Die Frage ist jedoch: Wie sieht es mit der Nachhaltigkeit aus? Alle Prognosen deuten darauf hin, dass Biomasse wie Holz und andere Nutzpflanzen demnächst Mangelwaren werden wie bereits jetzt Erdöl oder Erdgas. Bereits heute werden Naturressourcen überwiegend importiert, etwa 100 Prozent der Baumwolle oder des hier verbrauchten Naturkautschuk sowie 90 Prozent der Arzneipflanzen. Die OECD schätzt, dass das Preisniveau von Agrargütern in den kommenden zehn Jahren nominal um 35 bis 60 Prozent steigen wird. Erst gestern hat es, wie der Spiegel berichtet, einen Disput zwischen den sozialdemokratisch geführten Ministerien für Umwelt sowie für Entwicklung und wirtschaftliche Zusammenarbeit gegeben. Minister Gabriel hat sich demnach auch mit dem wissenschaftlichen Beirat für Umwelt gestritten. Der Konflikt ist einfach dargestellt: Sowohl das Entwicklungsministerium wie auch der Beirat warnen vor den ökologischen und sozialen Folgen einer ausgeweiteten Biomasseproduktion in Entwicklungs- und Schwellenländern. Der große Treiber dabei ist allerdings nicht die stoffliche Nutzung, die bisher wenig verbreitet ist, sondern die von Gabriel forcierte Sprit-, Wärme- und Stromproduktion auf Biobasis. Wenn nun in Ausweitung der Biomassenutzung weitere Anwendungen dazukommen, verschärft sich das Problem der Flächenkonkurrenz.

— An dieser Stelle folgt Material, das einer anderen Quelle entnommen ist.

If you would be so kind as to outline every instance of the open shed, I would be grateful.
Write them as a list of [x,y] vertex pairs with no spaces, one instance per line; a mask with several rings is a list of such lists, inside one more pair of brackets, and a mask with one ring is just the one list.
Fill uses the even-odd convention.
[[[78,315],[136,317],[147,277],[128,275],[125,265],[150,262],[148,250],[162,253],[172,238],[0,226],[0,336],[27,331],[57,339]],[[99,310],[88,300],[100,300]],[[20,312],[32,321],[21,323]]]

Die massive Förderung von Biokraftstoffen und Biomassekraftwerken war das Gegenteil von nachhaltiger Politik. Chancen und Risiken wurden eben nicht gegeneinander abgewogen, Langzeitfolgen nicht bedacht. Das Beispiel Solarenergie zeigt, wie durchschlagend staatliche Nachfragesteuerung eine bestimmte Technologie in den Markt bringen kann. Im Unterschied zur Sonne stehen nachwachsende Rohstoffe jedoch nur begrenzt zur Verfügung und fallen zudem nicht einfach an Ort und Stelle vom Himmel.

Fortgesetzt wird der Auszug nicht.